Rotation. Ce retournement violent du narratif autour de l’IA est à prendre avec des pincettes. Il correspond aussi à un moment d’essoufflement du marché américain et notamment du secteur Tech, après trois années de performance exceptionnelle, des valorisations élevées et un positionnement très tendu. Nous avons activement réduit nos expositions au secteur mais restons constructif sur les actions au travers des segments que nous affectionnons depuis plusieurs mois : Europe, marchés émergents, petites capitalisations (Graphique 2).
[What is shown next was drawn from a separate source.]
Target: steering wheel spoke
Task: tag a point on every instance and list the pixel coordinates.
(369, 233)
La performance est déjà très forte depuis le début d’année mais le contexte reste porteur, entre les baisses de taux attendues, la dynamique cyclique et le rattrapage de valorisation. C’est donc un marché de rotation pour le moment, où la vieille économie reprend des couleurs par rapport à la nouvelle.

 

Surperformance des actions émergentes par rapports aux Etats-Unis

Source : Bloomberg, MSCI, Equinoxe – février 2026

 

Recalibrage. Nous restons aussi constructifs sur le marché du crédit qui bénéficie de l’environnement conjoncturel. Certes, les spreads sont désormais serrés, reflétant un marché cher, mais le portage reste correct dans les segments High Yield. Nous avons néanmoins recalibré nos expositions, en éliminant les stratégies qui n’offrent plus de valeur. En particulier, nous vendons les fonds datés, très à la mode depuis 2023, mais qui n’ont plus tellement d’intérêt et mieux vaut leur préférer des stratégies flexibles sans contrainte de maturité.  Nous avons aussi réduit les CLO et augmentons l’exposition à la dette émergente en devise forte et en devise locale, qui offre les meilleures perspectives.

Divergence. Enfin, beaucoup de questions demeurent sur le dollar. Nous restons d’avis que le dollar ne devrait pas baisser davantage par rapport à l’euro, même si les deux changements à la tête des banques centrales accentuent l’incertitude. Force est de constater que le dollar reste stable depuis juin 2025 dans une fourchette entre 1,15 et 1,18 et que si nous avons brièvement touché 1,20, le marché n’a pas tenu. En revanche, nous anticipons une divergence dans le sens où le dollar pourrait s’affaiblir contre d’autres devises, notamment émergentes, qui restent fortement sous-évaluées.

 

Portez-vous bien !

L’équipe Equinoxe

 

Avertissement : Ce document est fourni exclusivement à titre d’information générale et ne constitue en aucun cas un conseil en investissements financiers, une recommandation ou une proposition d’achat ou de vente. Equinoxe ne saurait être tenu responsable des conséquences financières d’une décision prise sur la base de ces informations et vous invite à solliciter un conseil adapté et la documentation associée. Par ailleurs, les performances passées ne préjugent pas des performances futures.